Veronique Peck attends the ceremony for the release of the Gregory Peck… (Michael Buckner / Getty…)
It stands to reason that Gregory Peck would have been in love with his beautiful, charming and gallant wife, Veronique.
For just about anyone else who knew her, it also stands to reason that we were in love with her too. Her admirers fell by the besotted scores, from a Whole Foods manager she befriended to the sachems of L.A.'s charities and whole constellations of film stars.
Veronique was a wholly marvelous and admirable woman, and someone I loved as my friend.
Even those who had never met her had much to admire about her: Her deeply thoughtful and humane charity work spanned the $50 million she and Greg raised for the American Cancer Society decades ago, an inner-city repertory theater in South Los Angeles, to the Los Angeles public library system, and the hugely popular Gregory Peck reading series at the Central Library, an event to which she did not just lend her name and Greg's, but her presence -- there she was, in the audience, hanging on every word.
Veronique didn't just put her name to an undertaking, she put her shoulder to it, and made sure that it happened. The "arts supporter" descriptor in many of her obituaries would have pleased her.
In 2010, we all celebrated the issuing of a Gregory Peck stamp, and just this year, in April -- which would have been Greg's 96th birthday -- the Peck family celebrated the 50th anniversary of the seminal film "To Kill a Mockingbird" in the White House screening room with the Obamas. The popcorn, I heard later, was very good.
To Greg, she was the passionately devoted wife of nearly 50 years. To her wonderful children, Cecilia Peck Voll, the filmmaker, and Tony Peck, the producer and writer, she was their extraordinary mother, and grandmother to three delightful children. To Dr. Cornelius Passani, she was the affectionate sister. For all of those causes and charities, she was patron and benefactor.
To me, she was a girlfriend -- an authentic girlfriend who was just so damned much fun to be with.
Veronique could smile like the Mona Lisa and giggle like a schoolgirl, when the moment struck her.
At a friend's birthday party a couple of years ago, after a jolly dinner, the dance floor was opened for business -- and suddenly, there was Veronique, dancing in the flashes of the disco ball. How could anyone else remain a wallflower when Veronique was out there cutting a rug on the dance floor -- in high heels?
She had been a journalist in her young years in France. That's how she met Greg, interviewing him for France Soir, and so she knew exactly what my work entailed and would let me know what she thought of this column or that blog post.
She was thoughtful in ways nobody else would have been. Her parties were marvelous, not in the flashy see-and-be-seen fashion of society and Hollywood galas, but sympa, to use the French shorthand -- cozy, genial, as if her extended family had all come by.
If there was someone there you didn’t know, Vero made sure you would before the evening’s end. She had a knack for that kind of matchmaking; she evidently figured, if she liked us, we would obviously like one another, right?
She had been anxious for me to meet a French friend of hers, and in late July, it happened. I emailed her from Paris with a report about the great lunch I had with her friend, one that she had made possible. How could I have suspected that my next email encounter with that friend was to share our mourning?
Vero’s 80th birthday dinner in February was a gift from her children, and a gift to her friends. And two months later came the 50th anniversary screening in Beverly Hills of "Mockingbird," a movie that is as close to perfection as anything ever put on film, just as the novel by Harper Lee, the Pecks' family friend, is the closest thing to a perfect novel ever put on paper.
Veronique posed for photographers, answered questions about the film and saw to it that her guests were comfortable and settled before the program began. And she did it, again, in high heels.
In Vero the girlfriend, I think friends like her much-loved pal and poker partner Angie Dickinson saw the qualities that Gregory Peck fell in love with nearly 60 years ago.

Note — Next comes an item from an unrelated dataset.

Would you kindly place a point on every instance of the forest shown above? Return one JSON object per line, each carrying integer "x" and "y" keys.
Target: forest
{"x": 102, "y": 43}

She was impish, witty, the most perfect listener, and intuitive and thoughtful.
At some party a few years ago, I admired a pair of earrings she was wearing. "Fake," she said cheerfully, and the next time I saw her, she gave me a pair just like them.
And when she found out I was studying French, she gave me a clever little book of French language usage, a reprint of the one she had read as a student in her native France.

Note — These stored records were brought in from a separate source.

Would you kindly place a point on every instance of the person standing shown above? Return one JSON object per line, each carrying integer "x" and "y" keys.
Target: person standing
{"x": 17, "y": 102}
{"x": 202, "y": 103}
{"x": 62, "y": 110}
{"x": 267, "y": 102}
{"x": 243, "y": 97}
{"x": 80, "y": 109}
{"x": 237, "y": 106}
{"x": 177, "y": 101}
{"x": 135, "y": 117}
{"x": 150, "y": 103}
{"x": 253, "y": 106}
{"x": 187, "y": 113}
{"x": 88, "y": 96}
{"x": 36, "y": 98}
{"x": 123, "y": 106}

It was her sense of mischief, as much as her "sympa" self, that was so endearing and enchanting. If something ridiculous or silly happened -- some political betise we’d just seen on TV, or someone’s odd remark -- she would catch my eye with a twinkle and spark in her opalescent ones, a look as effervescent as the champagne she served up to her friends. Can you believe that? her glance said.
She was, simply, irresistible.
Back in April, "Mockingbird" was reissued in a handsome new edition, with copies of pages from Greg's annotated script and, on the last page, those four deathless qualities he ascribed to Atticus Finch: fairness, courage, stubbornness, love.
The woman the world knew as Mrs. Gregory Peck possessed all of those, and more, and I will miss, truly miss, every one of them in the package that was Veronique.